WASHINGTON, April 15 (UPI) -- At a rally before the U.S. Capitol to express support for Israel attended by tens of thousands, the crowd booed Deputy Defense Secretary Paul Wolfowitz when he expressed some concern for civilian Palestinians killed in Middle East violence.

The event was organized in support of Israel and Prime Minister Ariel Sharon's recent offensive against the West Bank.


Billed as a rally to express U.S. solidarity with Israel, the event often took the tone of an anti-Palestinian event, particularly when Wolfowitz was interrupted by jeers and taunts for expressing concern about Palestinian civilians and their suffering during the most recent conflict. He looked shocked when the crowd forced him to interrupt his speech.

"Israelis are not the only victims of the violence in the Middle East," he said. "Innocent Palestinians are suffering and dying in great numbers as well. It is critical that we recognize and acknowledge that fact."


Despite noting that for the Palestinians, the "suicide bombers are the single greatest obstacle to ending their suffering," he was booed. Most of Wolfowitz' other comments were expressions of empathy and solidarity with the people of Israel.

"Since Sept. 11, we Americans have one thing more in common with Israelis. On that day, America was attacked by suicide bombers.
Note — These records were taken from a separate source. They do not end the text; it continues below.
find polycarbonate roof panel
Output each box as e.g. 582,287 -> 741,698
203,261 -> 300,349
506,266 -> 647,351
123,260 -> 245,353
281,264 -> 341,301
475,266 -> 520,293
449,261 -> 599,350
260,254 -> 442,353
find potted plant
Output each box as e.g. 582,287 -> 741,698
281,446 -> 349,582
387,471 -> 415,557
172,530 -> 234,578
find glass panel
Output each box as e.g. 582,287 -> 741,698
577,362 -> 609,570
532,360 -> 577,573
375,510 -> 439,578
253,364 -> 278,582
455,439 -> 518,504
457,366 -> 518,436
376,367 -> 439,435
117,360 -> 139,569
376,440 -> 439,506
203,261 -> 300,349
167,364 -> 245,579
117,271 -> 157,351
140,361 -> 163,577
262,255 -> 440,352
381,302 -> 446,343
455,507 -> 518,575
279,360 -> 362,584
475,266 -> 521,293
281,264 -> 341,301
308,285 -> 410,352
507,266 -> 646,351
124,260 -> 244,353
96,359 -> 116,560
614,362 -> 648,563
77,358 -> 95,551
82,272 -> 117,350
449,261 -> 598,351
At that moment, every American understood what it is like to live in Jerusalem or Netanya or Haifa," he said.

Other speakers at the rally -- which was organized in about a week and drew tens of thousands from around the country -- expressed support for the recent Israeli military intervention in Palestinian-controlled portions of the West Bank.

"We are all here today for the same purpose: to support America and to support Israel," said former New York City Mayor Rudolph Giuliani. "We need to end the threat of terrorism and make sure that we stand together to accept those goals."

Later Giuliani told United Press International that Israel's leaders were among the first to express support for New York after last fall's terror attacks on the World Trade Center, which killed nearly 3,000 people.

"After the events of Sept. 11, I feel like I gained a new insight into what Israel has been going through," he told UPI. "And Prime Minister Sharon -- a very close friend -- was among the first to call me and express his support."


As for the political wisdom of openly supporting Israel at a time when the world has grown more critical of its military actions, Giuliani points to the special relationship between the two countries and their political similarities.

"There is no question that we have a common objective here," he said. "If we want to live in freedom and democracy, then we cannot allow them to terrorize our people."

Former Israeli Prime Minister Benjamin Netanyahu said that the methods used by militant groups are indicative of their true goals, and that Palestinian Authority leader Yasser Arafat cannot be trusted to work for peace.

"The means they use to accomplish their goals tell you what their real goals are," he said "Anyone who preaches the destruction of our nation, is not a partner for peace. The means and goals of Arafat are illegitimate. He doesn't want a Palestinian state next to Israel, he wants a Palestinian state instead of Israel."

The appearance of a senior Bush administration official at a rally for Israel, while Secretary of State Colin Powell was in the Middle East trying to broker a deal between parties was considered strange by some observers.


According to government officials, Wolfowitz appeared at the White House's request. A U.S. government official said the White House called Wolfowitz "late Friday or Saturday" to ask him to speak at the rally, where it was felt a senior official was needed to represent the administration.

According to the official, Wolfowitz' speech was carefully calibrated to signal that the United States understood the Palestinian situation as well as the outrage by Israel about a recent wave of suicide bombings.

"If you look at his remarks and some of the things he said it was not universally popular with the crowd," the government official said. "He made it clear we understand what's going on there."

More than 1,500 Palestinians have been killed since the start of the most recent intifada in September 2000, including at least 55 suicide bombers. Roughly 400 Israelis have been killed, including soldiers.

Wolfowitz is well known and respected in Israel. In 1991 he traveled to Tel Aviv to pressure the Israeli government not to retaliate against Iraq for Scud missile strikes, a move that would have shattered the Arab coalition carefully assembled by President George Bush, the current president's father.